1In the service of the Conclave, Mik returns to Lacota with his mentor and fellow apprentice. A hero’s welcome soon strains his relationship with a homesick Sura. After he and Sura are torn apart by a misunderstanding, Mik volunteers for a mission in a distant land. Far from home, his only friend an exotic girl, Mik must learn where his loyalties lie… and the true meaning of home.



2A hero’s homecoming.
A tragic misunderstanding.
A dangerous mission.

In a distant land, sundered from Sura, his only friend an exotic girl, Mik Dragonrider must learn where his loyalties lie, and Sura must learn to trust.



3Mik and Sura are growing ever stronger as apprentice sorcerers, but neither foresaw the strains that living in Mik’s hometown would put on their relationship. Torn apart by misunderstanding, Mik volunteers for a hazardous mission in a distant land. Now Sura must learn to trust, and Mik must learn the true meaning of home.

11 comments:

  1. Maybe you should ask your beta readers their input on the book, how would they describe it - you never know how others "see" what you've written. They have a reader's eye and that could help.

    An external opinion might put everything into place. I'd go with a + 2:

    What is home, when everything has changed?

    A hero’s homecoming.
    A tragic misunderstanding.
    A dangerous mission.

    In a distant land, sundered from Sura, his only friend an exotic girl, Mik Dragonrider must learn where his loyalties lie, and Sura must learn to trust.

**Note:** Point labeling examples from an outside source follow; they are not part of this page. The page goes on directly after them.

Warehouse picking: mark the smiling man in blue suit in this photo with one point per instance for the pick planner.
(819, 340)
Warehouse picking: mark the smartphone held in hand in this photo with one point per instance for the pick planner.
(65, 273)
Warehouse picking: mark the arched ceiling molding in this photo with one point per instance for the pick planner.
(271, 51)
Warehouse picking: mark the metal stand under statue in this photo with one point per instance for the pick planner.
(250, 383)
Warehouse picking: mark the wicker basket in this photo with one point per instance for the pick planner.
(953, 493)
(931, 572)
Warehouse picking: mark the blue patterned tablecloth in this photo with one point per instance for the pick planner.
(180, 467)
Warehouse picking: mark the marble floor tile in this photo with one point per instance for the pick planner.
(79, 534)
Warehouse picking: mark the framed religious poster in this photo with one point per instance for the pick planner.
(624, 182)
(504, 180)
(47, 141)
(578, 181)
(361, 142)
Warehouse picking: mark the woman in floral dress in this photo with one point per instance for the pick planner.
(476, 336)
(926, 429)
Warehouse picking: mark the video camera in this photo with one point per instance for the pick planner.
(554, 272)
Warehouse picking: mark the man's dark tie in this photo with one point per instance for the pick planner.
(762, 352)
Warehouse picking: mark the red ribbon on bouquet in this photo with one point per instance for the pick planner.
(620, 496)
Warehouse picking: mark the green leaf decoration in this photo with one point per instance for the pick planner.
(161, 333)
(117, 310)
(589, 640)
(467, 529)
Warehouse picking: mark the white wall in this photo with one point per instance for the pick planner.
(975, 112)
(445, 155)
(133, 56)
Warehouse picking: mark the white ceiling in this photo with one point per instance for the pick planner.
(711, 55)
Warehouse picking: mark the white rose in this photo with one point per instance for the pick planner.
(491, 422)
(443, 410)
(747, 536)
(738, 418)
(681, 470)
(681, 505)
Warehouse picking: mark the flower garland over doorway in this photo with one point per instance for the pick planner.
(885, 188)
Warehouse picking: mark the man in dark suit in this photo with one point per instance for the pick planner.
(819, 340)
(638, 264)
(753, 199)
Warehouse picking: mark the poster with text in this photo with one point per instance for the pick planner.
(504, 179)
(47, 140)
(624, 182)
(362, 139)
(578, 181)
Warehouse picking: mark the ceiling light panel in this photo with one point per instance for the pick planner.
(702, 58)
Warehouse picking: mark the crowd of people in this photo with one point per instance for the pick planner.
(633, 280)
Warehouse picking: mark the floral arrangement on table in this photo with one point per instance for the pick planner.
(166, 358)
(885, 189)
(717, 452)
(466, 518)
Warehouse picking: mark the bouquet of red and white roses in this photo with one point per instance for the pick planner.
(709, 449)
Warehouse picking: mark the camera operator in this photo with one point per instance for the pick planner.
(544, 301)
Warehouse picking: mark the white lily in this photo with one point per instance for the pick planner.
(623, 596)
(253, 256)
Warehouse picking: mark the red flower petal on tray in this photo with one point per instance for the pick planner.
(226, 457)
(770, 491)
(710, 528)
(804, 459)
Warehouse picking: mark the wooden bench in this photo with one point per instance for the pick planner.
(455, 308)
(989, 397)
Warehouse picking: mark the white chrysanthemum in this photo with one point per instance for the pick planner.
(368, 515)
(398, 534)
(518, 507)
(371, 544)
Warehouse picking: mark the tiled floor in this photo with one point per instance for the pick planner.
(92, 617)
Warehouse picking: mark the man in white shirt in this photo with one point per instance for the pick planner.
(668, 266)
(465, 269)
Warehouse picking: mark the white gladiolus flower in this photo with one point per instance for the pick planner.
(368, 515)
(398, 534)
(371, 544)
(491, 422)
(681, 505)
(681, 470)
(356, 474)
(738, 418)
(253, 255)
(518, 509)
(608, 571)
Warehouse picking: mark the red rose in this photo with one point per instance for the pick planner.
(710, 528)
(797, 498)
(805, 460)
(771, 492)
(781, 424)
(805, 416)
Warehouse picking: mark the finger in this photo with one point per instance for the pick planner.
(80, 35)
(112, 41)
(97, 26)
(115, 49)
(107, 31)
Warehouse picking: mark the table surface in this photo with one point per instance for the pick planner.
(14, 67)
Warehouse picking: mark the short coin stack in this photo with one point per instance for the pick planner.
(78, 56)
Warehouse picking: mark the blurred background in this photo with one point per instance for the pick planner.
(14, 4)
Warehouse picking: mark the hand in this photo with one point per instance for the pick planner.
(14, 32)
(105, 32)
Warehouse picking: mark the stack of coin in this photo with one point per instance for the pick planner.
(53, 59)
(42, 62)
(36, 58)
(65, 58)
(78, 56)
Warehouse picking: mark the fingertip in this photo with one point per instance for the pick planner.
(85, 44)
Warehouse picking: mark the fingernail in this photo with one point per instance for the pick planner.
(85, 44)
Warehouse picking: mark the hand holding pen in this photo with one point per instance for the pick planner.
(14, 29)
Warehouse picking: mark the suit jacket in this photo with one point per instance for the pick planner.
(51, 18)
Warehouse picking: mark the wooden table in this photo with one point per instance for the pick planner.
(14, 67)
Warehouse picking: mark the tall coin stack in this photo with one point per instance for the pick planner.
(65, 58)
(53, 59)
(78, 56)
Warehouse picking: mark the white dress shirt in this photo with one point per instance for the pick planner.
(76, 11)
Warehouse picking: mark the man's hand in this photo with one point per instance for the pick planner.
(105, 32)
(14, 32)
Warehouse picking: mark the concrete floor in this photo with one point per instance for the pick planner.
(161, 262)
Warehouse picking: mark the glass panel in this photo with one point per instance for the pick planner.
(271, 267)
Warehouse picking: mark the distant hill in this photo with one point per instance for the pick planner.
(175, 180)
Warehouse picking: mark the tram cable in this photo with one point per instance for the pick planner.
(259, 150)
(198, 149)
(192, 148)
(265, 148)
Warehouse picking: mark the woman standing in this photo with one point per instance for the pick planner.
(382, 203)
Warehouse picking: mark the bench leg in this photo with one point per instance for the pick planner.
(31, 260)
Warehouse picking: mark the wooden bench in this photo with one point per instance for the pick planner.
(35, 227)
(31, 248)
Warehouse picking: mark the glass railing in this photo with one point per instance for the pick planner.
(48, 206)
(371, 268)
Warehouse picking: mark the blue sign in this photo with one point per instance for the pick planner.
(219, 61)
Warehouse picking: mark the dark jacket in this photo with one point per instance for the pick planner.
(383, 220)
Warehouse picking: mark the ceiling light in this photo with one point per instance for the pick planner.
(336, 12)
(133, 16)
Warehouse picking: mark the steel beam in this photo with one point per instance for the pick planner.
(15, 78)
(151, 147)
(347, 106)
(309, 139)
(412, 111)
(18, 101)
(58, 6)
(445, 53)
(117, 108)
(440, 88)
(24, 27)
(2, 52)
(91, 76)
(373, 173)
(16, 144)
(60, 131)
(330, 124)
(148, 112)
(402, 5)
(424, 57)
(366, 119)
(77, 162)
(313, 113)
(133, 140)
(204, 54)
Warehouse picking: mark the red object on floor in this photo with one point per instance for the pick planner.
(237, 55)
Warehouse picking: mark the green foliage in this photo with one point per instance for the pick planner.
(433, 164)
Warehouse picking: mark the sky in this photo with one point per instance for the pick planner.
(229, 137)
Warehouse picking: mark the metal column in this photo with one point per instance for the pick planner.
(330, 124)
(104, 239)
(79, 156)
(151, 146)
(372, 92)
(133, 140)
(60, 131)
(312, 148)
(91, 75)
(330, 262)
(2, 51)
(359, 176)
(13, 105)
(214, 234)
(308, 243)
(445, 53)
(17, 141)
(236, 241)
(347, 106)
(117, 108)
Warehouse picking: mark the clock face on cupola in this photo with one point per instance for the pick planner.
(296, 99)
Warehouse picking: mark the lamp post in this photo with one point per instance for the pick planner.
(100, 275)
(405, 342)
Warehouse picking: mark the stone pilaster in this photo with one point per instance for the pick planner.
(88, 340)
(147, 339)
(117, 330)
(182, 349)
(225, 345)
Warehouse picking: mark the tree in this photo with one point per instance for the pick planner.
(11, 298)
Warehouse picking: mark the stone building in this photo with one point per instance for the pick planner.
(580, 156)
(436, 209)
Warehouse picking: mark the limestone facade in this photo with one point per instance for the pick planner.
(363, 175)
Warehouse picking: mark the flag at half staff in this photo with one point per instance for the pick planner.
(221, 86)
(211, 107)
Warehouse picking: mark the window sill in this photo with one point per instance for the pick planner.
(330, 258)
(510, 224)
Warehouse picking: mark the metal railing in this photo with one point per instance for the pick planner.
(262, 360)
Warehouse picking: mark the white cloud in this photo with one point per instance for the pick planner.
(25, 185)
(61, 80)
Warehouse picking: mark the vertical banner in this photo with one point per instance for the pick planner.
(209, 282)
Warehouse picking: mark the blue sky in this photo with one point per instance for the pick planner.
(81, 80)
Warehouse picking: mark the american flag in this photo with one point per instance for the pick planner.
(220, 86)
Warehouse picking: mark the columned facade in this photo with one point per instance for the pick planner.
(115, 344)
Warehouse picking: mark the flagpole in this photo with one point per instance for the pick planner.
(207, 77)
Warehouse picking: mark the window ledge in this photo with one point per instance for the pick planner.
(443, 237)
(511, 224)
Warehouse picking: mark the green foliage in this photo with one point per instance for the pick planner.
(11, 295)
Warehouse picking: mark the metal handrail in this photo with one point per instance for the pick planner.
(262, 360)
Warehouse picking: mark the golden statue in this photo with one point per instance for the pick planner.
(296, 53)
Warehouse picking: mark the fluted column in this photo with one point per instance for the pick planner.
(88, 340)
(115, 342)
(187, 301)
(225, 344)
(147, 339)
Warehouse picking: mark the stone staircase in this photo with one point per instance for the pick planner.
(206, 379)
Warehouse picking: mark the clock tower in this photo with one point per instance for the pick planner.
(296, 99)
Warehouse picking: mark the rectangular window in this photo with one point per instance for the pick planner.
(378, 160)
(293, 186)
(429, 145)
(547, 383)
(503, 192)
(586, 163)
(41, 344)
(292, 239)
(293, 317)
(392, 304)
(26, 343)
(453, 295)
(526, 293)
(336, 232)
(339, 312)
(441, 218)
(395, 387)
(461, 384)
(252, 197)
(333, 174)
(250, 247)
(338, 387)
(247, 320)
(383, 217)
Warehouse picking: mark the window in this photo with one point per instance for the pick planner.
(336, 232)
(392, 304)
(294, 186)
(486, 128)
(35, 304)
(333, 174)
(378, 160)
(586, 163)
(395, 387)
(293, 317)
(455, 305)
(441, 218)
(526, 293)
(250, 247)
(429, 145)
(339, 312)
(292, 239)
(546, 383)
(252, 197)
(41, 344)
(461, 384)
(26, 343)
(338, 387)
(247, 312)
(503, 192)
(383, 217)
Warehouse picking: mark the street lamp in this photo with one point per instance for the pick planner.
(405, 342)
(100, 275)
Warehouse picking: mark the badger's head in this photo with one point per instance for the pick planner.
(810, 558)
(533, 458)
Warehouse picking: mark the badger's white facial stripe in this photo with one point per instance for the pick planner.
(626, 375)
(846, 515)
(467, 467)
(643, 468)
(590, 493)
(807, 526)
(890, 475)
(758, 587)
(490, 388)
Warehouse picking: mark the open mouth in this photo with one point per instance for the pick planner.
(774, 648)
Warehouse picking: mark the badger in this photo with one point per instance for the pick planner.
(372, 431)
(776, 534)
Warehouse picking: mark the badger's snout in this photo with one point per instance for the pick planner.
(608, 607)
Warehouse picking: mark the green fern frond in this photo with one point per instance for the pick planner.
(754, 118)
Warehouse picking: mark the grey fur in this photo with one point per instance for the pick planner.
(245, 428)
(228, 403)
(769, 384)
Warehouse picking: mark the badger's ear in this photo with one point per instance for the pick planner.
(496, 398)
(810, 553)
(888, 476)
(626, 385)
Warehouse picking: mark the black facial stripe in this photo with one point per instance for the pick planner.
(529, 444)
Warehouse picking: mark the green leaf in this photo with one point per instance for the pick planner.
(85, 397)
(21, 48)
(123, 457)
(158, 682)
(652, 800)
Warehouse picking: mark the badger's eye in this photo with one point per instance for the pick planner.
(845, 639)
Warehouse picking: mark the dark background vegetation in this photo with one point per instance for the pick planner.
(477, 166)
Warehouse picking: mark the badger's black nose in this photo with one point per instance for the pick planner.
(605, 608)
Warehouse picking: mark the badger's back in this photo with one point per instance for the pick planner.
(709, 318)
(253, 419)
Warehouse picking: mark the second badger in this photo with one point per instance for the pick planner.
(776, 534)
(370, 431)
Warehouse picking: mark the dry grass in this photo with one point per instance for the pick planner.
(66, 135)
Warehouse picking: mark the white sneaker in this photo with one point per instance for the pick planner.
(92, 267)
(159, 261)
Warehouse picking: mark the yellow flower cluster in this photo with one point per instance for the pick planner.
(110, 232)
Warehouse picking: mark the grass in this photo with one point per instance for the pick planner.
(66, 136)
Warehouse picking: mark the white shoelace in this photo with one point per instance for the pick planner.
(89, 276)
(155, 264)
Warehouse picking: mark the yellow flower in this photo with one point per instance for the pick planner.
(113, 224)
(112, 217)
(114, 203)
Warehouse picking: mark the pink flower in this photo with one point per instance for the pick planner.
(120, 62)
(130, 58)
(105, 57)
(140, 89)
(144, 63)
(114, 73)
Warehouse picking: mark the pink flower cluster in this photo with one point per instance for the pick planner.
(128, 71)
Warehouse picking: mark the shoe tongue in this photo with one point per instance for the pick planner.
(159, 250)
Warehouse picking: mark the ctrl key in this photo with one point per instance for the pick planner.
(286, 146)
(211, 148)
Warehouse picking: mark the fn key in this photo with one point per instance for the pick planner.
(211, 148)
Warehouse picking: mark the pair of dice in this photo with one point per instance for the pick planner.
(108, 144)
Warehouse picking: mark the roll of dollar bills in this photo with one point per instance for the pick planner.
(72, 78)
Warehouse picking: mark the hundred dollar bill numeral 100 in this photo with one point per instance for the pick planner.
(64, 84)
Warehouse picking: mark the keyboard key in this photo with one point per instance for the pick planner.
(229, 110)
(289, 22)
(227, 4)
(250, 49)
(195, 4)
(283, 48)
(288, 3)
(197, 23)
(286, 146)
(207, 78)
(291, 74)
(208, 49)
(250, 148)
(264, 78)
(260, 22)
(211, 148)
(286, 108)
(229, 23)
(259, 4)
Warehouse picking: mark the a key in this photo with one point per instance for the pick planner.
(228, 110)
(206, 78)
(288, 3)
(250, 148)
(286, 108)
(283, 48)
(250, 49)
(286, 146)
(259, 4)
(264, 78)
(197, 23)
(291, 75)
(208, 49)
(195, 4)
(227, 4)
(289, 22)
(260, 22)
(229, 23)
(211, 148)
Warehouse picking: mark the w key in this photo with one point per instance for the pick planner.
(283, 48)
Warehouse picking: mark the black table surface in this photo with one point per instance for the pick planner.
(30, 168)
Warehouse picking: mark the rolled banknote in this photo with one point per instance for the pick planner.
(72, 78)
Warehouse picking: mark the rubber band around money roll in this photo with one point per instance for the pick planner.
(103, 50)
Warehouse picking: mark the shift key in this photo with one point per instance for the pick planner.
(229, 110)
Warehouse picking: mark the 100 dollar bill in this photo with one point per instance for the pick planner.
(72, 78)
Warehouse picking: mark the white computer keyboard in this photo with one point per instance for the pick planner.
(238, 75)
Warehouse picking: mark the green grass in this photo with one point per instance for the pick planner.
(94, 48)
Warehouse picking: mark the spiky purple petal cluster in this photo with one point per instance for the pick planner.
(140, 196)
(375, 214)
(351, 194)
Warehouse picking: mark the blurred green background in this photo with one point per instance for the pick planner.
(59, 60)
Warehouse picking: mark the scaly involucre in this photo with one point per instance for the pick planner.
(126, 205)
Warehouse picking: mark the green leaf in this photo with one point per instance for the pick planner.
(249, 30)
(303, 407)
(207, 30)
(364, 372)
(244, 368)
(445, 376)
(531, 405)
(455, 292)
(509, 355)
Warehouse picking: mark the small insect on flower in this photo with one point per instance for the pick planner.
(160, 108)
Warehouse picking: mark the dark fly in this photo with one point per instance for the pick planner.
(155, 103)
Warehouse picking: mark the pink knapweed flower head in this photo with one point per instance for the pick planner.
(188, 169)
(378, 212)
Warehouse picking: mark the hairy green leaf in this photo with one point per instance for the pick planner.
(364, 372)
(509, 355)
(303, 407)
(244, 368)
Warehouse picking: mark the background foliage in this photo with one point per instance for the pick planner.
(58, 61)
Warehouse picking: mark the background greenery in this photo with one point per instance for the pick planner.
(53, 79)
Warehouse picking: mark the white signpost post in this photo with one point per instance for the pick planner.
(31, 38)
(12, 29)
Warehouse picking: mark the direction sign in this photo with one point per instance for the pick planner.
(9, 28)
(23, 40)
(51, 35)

    Good luck and happy writing!

    ReplyDelete
  2. C and 3 for me, no question of it. C hits the main chords (fantasy! romance!) without sounding like a riddle. 3 does the best job of explaining setting, main characters, and the conflict hook in quick strokes, but without making any assumptions of what the reader's read before.

    ReplyDelete
  3. Hiya Larry,

    I guess I'd go c&3. One question though. Is this a modern day or in the past? In 3 when you use the word hometown it makes me think it's in the modern day. Just a question though. ;)

    ReplyDelete
  4. I like Logline C and blurb #2 Although 3 is good too.

    I've been working on a blurb for my YA and it's a big PITA! Slowly getting there though. Having people rip into it so I can rewrite it.

    ReplyDelete
  5. Thanks for the comments, people — keep 'em coming! Details are good, too. For completeness, I'm including votes from Twitter in this comment:

    @LacyLGonzales: B and 3

    @1FantasyFanatic: For loglines don't use b, a is the best written but somewhat generic. C applies the most. :)

    @Michael_A_Tate: loglines a and b were pretty catchy. I needed a couple passes on 1 and 2: 3 was nice and clear but lacked pop.

    Adriana, one of my beta readers weighed in here, and emailed me a suggested rewrite. So I'm getting good feedback, which is what I wanted!

    Keep the votes coming, folks — even more so, what influenced your choice…

    ReplyDelete
  6. c), because it's the only one that gives us a tangible idea of the plot. a) and b) could just as easily describe The Great Gatsby.

    3), because it's also the most concrete and sets up some understandable relationships and plot advancement. It's very comprehensible.

    ReplyDelete
  7. C because it is catchy

    and 2 because I like the "In a distant land..." line. Plus it's sounds like a line from a blockbuster movie trailer :).

    ReplyDelete
  8. I like c and #1. I know loglines are short, but you still need to hint at plot, and the first two could apply to any story. C is much more specific.

    I actually dislike #2 because it sounds like a movie trailer. So, matter of taste. But #2 is also a bit vague at the beginning, and specificity is usually what grabs people.

    ReplyDelete

Comments are welcome, and they don't have to be complimentary. I delete spam on sight, but that's pretty much it for moderation. Long off-topic rants or unconstructive flamage are also candidates for deletion but I haven’t seen any of that so far.

I have comment moderation on for posts over a week old, but that’s so I’ll see them.